My mood tends to directly tie into my food issues, the food issues are always there but the degree in which they impact me relates to my moods. For example if my mood is stable I hate my figure and am unhappy about my weight but don’t care enough to actually try and actively fix it or kill myself, when I am depressed I binge eat badly and my weight becomes “just another reason” why I should commit suicide. 

When I am hypomanic I tend to take care of myself, I have more energy so I eat better and exercise more although I have to watch it doesn’t get out of control, I don’t allow myself to be weighed and I don’t allow myself to properly calorie count, my husband has also capped my exercise to 1hour daily. 

As my hypomania increases my care about these rules flys out the window and I start weighing, counting and exercising in secret, not to mention the calories I burn off from not being able to sit still and jiggling constantly. If I progress to mania my eating disorder comes back in full force, probably because it is the only thing I can control. I stop eating more than a couple of hundred calories a day, I exercise compulsively and I am scared of Calories in the air making me fat again.  It sounds ridiculous now, but it is terrifying at the time.   

Right now I am fairly stable erring on a bit depressed mood wise, I have been binge eating daily for months and have gained around 5kg judging by the way my clothes fit.
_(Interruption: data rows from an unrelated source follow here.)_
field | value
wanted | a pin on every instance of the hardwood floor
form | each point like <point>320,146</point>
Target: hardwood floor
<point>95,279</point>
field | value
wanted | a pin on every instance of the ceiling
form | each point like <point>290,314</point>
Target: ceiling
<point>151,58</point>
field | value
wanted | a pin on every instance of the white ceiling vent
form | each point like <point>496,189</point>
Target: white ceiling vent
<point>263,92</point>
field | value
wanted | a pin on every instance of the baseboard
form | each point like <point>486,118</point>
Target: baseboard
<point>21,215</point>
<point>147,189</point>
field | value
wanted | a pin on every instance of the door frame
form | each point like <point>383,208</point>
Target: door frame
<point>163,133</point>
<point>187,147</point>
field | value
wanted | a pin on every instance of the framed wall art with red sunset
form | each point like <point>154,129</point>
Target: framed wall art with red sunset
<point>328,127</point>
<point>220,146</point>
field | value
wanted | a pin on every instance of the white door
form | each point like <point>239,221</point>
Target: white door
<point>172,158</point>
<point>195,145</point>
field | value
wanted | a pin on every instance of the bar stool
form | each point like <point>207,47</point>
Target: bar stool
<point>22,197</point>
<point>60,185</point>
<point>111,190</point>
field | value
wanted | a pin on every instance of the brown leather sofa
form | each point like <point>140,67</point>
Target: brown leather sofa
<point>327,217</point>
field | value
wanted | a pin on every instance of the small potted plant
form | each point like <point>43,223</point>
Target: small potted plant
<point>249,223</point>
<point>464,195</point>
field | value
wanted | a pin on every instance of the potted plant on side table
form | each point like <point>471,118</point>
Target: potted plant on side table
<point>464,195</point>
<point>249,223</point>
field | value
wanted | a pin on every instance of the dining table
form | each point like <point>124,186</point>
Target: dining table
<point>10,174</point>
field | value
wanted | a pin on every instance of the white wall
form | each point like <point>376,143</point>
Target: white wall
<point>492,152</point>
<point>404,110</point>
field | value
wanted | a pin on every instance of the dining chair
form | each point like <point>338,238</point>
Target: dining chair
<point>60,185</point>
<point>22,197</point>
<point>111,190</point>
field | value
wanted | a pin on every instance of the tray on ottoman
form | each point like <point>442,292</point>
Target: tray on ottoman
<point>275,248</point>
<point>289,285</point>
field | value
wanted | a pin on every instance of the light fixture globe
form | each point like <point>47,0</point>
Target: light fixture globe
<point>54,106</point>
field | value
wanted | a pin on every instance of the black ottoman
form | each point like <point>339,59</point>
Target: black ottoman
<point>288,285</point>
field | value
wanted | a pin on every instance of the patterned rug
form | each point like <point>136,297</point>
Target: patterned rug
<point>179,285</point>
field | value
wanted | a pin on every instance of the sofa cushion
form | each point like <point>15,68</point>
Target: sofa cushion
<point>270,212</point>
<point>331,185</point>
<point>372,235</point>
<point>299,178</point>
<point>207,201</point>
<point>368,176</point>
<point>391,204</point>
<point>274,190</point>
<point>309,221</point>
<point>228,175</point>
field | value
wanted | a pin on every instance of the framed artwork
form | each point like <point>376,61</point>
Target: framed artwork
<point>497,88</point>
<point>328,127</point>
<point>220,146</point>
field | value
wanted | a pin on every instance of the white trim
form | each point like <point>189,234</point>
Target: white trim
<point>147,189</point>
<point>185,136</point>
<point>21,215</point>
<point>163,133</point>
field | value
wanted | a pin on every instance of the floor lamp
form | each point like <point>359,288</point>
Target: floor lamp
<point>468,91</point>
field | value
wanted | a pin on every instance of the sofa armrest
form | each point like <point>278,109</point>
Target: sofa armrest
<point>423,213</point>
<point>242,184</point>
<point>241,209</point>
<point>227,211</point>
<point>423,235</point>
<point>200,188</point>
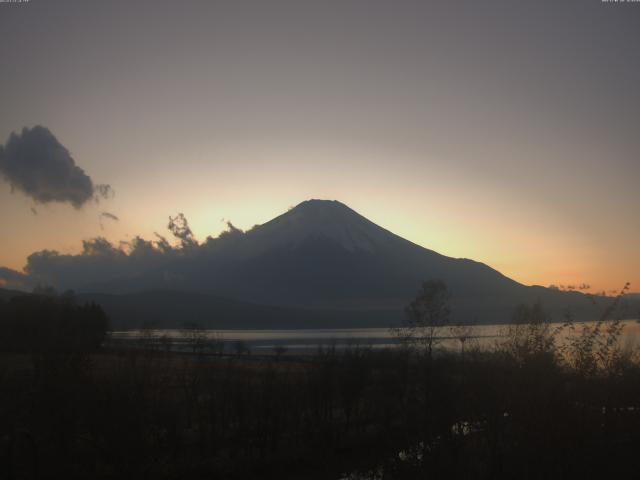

My binges tend to be on healthier foods so that saves me somewhat but they are completely compulsive, it’s as though I am watching myself go to the fridge and I just can’t stop. I don’t throw up after – not for lack of trying unfortunately. I don’t seem to be able to make myself vomit no matter how hard I try and believe me I have given it my best. Really I should be thankful, bulimia is not something I need right now.

So that’s the rather long history of my eating disorder, at 31years old I cant believe that I still struggle with it and it saddens me to think I probably always will.  I could probably write about it for days if I got into all the emotions that go along with it. Feel free to ask questions though, I am happy to answer.

Do you struggle with food or weight issues?